Language and Communication Skills for the Japanese Workplace

Language and Communication Skills for the Japanese Workplace

Communication barriers can come in more forms than you might think. This time, Seung-hyeop shares advice and anecdotes about workplace communication.

Hello! After finishing university in South Korea, I am now working in Japan’s IT industry. More specifically as server engineer in the web industry.
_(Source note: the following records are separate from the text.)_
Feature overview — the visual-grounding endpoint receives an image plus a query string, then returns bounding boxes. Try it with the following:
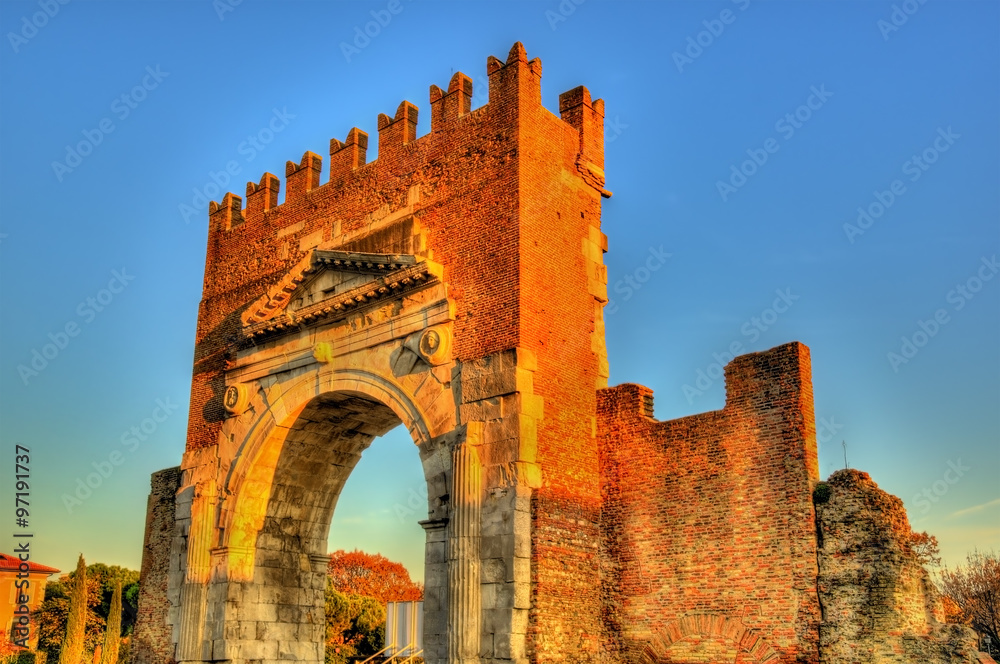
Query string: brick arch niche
[642,614,781,664]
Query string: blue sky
[0,0,1000,578]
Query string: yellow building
[0,553,59,648]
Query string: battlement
[209,42,610,232]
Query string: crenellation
[330,127,368,186]
[559,85,604,174]
[430,72,472,133]
[486,42,542,112]
[378,100,418,154]
[246,173,281,221]
[208,191,244,231]
[285,151,323,203]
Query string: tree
[327,550,424,604]
[941,550,1000,643]
[32,568,110,662]
[101,580,122,664]
[87,563,139,636]
[59,553,87,664]
[909,531,941,567]
[325,577,385,664]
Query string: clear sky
[0,0,1000,578]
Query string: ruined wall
[132,467,181,664]
[816,470,992,664]
[598,343,819,664]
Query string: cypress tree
[59,553,87,664]
[101,579,122,664]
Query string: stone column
[448,436,483,664]
[177,480,216,662]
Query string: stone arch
[178,363,468,662]
[642,614,781,664]
[218,369,454,580]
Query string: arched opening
[226,391,427,662]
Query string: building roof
[0,553,59,574]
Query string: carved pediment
[242,249,441,338]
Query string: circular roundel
[222,385,250,415]
[418,326,451,365]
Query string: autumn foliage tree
[101,581,122,664]
[59,553,87,664]
[941,551,1000,644]
[327,550,424,604]
[32,563,139,664]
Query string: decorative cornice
[244,260,441,341]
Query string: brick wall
[178,43,607,661]
[132,467,181,664]
[597,343,819,663]
[816,470,990,664]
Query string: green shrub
[813,482,833,505]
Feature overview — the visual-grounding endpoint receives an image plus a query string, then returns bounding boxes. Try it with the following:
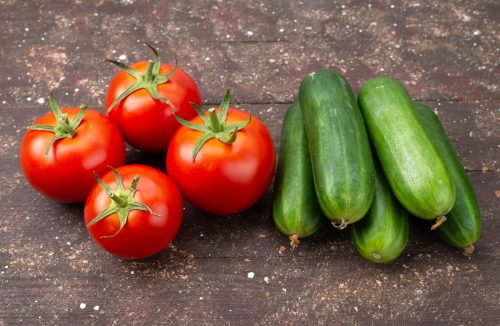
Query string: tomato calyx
[87,166,159,238]
[174,90,252,161]
[106,43,177,112]
[28,92,87,156]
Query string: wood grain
[0,0,500,325]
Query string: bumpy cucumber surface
[415,103,482,254]
[351,163,409,263]
[359,77,456,226]
[299,70,375,229]
[273,103,325,247]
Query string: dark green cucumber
[416,103,482,255]
[299,70,375,229]
[351,163,409,264]
[359,77,455,228]
[273,103,324,247]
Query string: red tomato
[20,108,125,203]
[84,164,183,259]
[167,109,276,215]
[106,51,201,152]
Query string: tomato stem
[106,43,177,112]
[208,108,222,133]
[174,90,252,161]
[28,91,87,156]
[87,166,158,238]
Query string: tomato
[20,95,125,203]
[166,92,276,215]
[106,44,201,152]
[84,164,183,259]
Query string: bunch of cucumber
[273,69,481,263]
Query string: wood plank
[0,0,500,325]
[0,172,500,324]
[0,101,500,174]
[0,0,500,106]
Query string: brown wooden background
[0,0,500,325]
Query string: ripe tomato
[20,95,125,203]
[106,44,201,152]
[167,92,276,215]
[84,164,183,259]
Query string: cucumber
[299,69,375,229]
[273,102,324,248]
[358,77,456,229]
[351,159,409,264]
[415,103,482,256]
Seven months into my job in Japan, I’m still getting used to my new life. It’s a process of trial and error. A lot of those errors, I realized, were caused by communication issues in 4 areas.


1. Japanese

I think that mastering the language is the most important communication skill when working or living abroad. Many of us want to know how much Japanese one really needs to study and how well one has to be able to speak the language.

Japanese in Everyday Life

Honestly, even if you do not understand the language at all, you will be perfectly fine in everyday life in Japan. You can get around, go sightseeing, do your shopping, and more, relying on numbers, gestures, and body language. Even if you’re really in a bind, your smartphone is more than capable to take care of the basic translations.
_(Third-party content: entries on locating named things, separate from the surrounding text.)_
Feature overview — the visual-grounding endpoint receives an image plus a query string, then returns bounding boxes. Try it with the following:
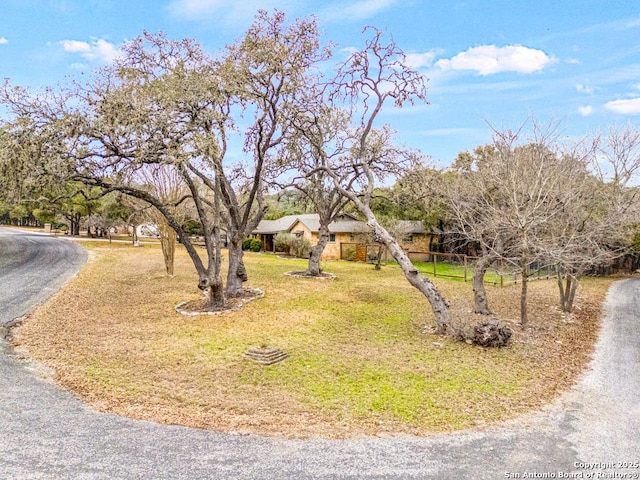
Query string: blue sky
[0,0,640,165]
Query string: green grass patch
[19,242,606,436]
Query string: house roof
[398,220,442,234]
[253,213,368,234]
[253,213,442,234]
[253,215,299,234]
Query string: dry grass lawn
[14,242,610,437]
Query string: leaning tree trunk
[471,255,494,315]
[557,272,581,313]
[198,272,225,310]
[305,222,329,277]
[158,217,176,276]
[225,242,249,298]
[362,207,452,334]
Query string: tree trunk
[198,273,225,309]
[520,256,529,327]
[373,245,384,270]
[361,207,451,334]
[472,255,494,315]
[158,217,176,276]
[225,239,249,298]
[305,222,329,277]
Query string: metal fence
[340,243,556,287]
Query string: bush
[242,238,254,251]
[249,238,262,252]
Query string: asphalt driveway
[0,228,640,480]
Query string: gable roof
[253,213,368,234]
[253,215,299,234]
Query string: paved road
[0,229,640,480]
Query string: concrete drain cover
[244,347,289,365]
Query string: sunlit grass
[13,242,607,436]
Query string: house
[383,220,442,261]
[253,213,439,261]
[253,213,369,260]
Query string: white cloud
[60,39,120,63]
[436,45,558,76]
[576,82,593,95]
[578,105,593,117]
[604,97,640,115]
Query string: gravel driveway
[0,228,640,480]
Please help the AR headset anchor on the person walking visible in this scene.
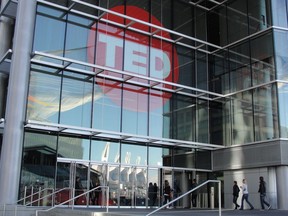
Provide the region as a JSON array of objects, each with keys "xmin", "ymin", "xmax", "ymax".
[
  {"xmin": 233, "ymin": 181, "xmax": 240, "ymax": 209},
  {"xmin": 240, "ymin": 179, "xmax": 254, "ymax": 210},
  {"xmin": 258, "ymin": 176, "xmax": 271, "ymax": 210}
]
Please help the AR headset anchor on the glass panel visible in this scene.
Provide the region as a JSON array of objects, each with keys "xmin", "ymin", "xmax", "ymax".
[
  {"xmin": 27, "ymin": 71, "xmax": 61, "ymax": 123},
  {"xmin": 135, "ymin": 167, "xmax": 148, "ymax": 206},
  {"xmin": 148, "ymin": 147, "xmax": 163, "ymax": 166},
  {"xmin": 196, "ymin": 101, "xmax": 210, "ymax": 143},
  {"xmin": 19, "ymin": 132, "xmax": 57, "ymax": 206},
  {"xmin": 172, "ymin": 1, "xmax": 195, "ymax": 45},
  {"xmin": 195, "ymin": 149, "xmax": 212, "ymax": 170},
  {"xmin": 58, "ymin": 136, "xmax": 90, "ymax": 160},
  {"xmin": 149, "ymin": 97, "xmax": 166, "ymax": 137},
  {"xmin": 148, "ymin": 169, "xmax": 161, "ymax": 207},
  {"xmin": 122, "ymin": 84, "xmax": 148, "ymax": 135},
  {"xmin": 60, "ymin": 72, "xmax": 92, "ymax": 127},
  {"xmin": 173, "ymin": 95, "xmax": 196, "ymax": 141},
  {"xmin": 89, "ymin": 164, "xmax": 106, "ymax": 205},
  {"xmin": 229, "ymin": 42, "xmax": 252, "ymax": 92},
  {"xmin": 227, "ymin": 0, "xmax": 248, "ymax": 43},
  {"xmin": 251, "ymin": 33, "xmax": 275, "ymax": 85},
  {"xmin": 121, "ymin": 144, "xmax": 147, "ymax": 165},
  {"xmin": 173, "ymin": 147, "xmax": 196, "ymax": 168},
  {"xmin": 91, "ymin": 140, "xmax": 120, "ymax": 163},
  {"xmin": 254, "ymin": 85, "xmax": 279, "ymax": 141},
  {"xmin": 274, "ymin": 30, "xmax": 288, "ymax": 81},
  {"xmin": 278, "ymin": 83, "xmax": 288, "ymax": 138},
  {"xmin": 247, "ymin": 0, "xmax": 271, "ymax": 34},
  {"xmin": 108, "ymin": 166, "xmax": 120, "ymax": 205},
  {"xmin": 120, "ymin": 166, "xmax": 136, "ymax": 206},
  {"xmin": 56, "ymin": 162, "xmax": 89, "ymax": 205},
  {"xmin": 65, "ymin": 15, "xmax": 91, "ymax": 62},
  {"xmin": 209, "ymin": 52, "xmax": 230, "ymax": 94},
  {"xmin": 33, "ymin": 6, "xmax": 65, "ymax": 56},
  {"xmin": 231, "ymin": 91, "xmax": 254, "ymax": 144},
  {"xmin": 177, "ymin": 46, "xmax": 196, "ymax": 87},
  {"xmin": 271, "ymin": 0, "xmax": 288, "ymax": 27},
  {"xmin": 150, "ymin": 0, "xmax": 172, "ymax": 29},
  {"xmin": 93, "ymin": 78, "xmax": 122, "ymax": 132}
]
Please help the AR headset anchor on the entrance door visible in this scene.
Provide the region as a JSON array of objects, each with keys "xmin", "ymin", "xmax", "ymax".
[{"xmin": 56, "ymin": 158, "xmax": 90, "ymax": 205}]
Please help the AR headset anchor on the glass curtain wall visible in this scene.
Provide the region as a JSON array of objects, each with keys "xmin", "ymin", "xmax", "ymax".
[
  {"xmin": 21, "ymin": 0, "xmax": 211, "ymax": 207},
  {"xmin": 208, "ymin": 0, "xmax": 279, "ymax": 146}
]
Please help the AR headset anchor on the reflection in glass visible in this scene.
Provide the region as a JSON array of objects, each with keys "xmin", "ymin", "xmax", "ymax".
[
  {"xmin": 121, "ymin": 144, "xmax": 147, "ymax": 165},
  {"xmin": 277, "ymin": 83, "xmax": 288, "ymax": 138},
  {"xmin": 27, "ymin": 71, "xmax": 61, "ymax": 123},
  {"xmin": 231, "ymin": 91, "xmax": 254, "ymax": 144},
  {"xmin": 91, "ymin": 140, "xmax": 120, "ymax": 163},
  {"xmin": 60, "ymin": 72, "xmax": 93, "ymax": 127},
  {"xmin": 58, "ymin": 136, "xmax": 89, "ymax": 159},
  {"xmin": 254, "ymin": 85, "xmax": 278, "ymax": 141}
]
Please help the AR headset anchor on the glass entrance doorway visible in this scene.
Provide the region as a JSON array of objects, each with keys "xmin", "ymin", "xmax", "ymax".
[{"xmin": 56, "ymin": 158, "xmax": 103, "ymax": 205}]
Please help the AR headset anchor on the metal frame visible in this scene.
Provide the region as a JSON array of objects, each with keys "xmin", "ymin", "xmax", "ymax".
[
  {"xmin": 24, "ymin": 120, "xmax": 224, "ymax": 150},
  {"xmin": 0, "ymin": 0, "xmax": 18, "ymax": 19}
]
When I studied Japanese as a student, I was aiming for conversational skills. I thought that would be sufficient to not only visit but to live in Japan.

Boy, was I wrong!

Japanese at Work

At work, being able to converse somewhat fluently is simply not enough. Your smartphone won’t be able to keep up with meetings, so you are on your own. From technical terms specific to Business Japanese, suddenly I found myself confronted with a lot of things I hadn’t paid much thought to before.

Regardless, studying them, still wasn’t enough. First, when coworkers didn’t understand me I thought it was because of my Japanese skills. Slowly, I began to realize that the issue wasn’t what I said but how I said it. Even gaining more confidence in my Japanese speaking skills, successfully communicating my thoughts correctly to other people turned out to be a whole different issue.

So I started to practice presenting my opinion logically and how to remain respectful but determined during discussions. There is more to a language than vocabulary and grammar. There are structures like PREP that help you be more concise in any language, other things depend on the language you are using.

To reach mastery, the only way is to watch your Japanese coworkers and imitate the way they communicate with each other.

2. Teamwork

Speaking of coworkers, when I started to work I wasn’t sure what it would be like to collaborate with other people on a daily basis. Working as a team and constantly having to deal with different approaches and the opinions of all members seemed much more inconvenient than just doing things by myself.

University project

I actually did one group project at university for my graduation. Back then, our biggest issue was figuring out how to put the code of multiple people together and make it one.
Eventually, we started to set rules. This process took longer than we expected, but as the rules increased the development itself went smoother and faster.

Work project

Communication about how to reach a goal together and setting rules to do so in an efficient manner was the third skill I noticed in Japan. Before a project starts, all rules are in place, from who does which tasks to how to write the code. I had a lot to remember but my worries about teamwork with endless arguments turned out to be unfounded. Drawing on previous experience, things are decided fast and our meetings are brief and mostly consist of checking whether everyone is on schedule or if someone needs help.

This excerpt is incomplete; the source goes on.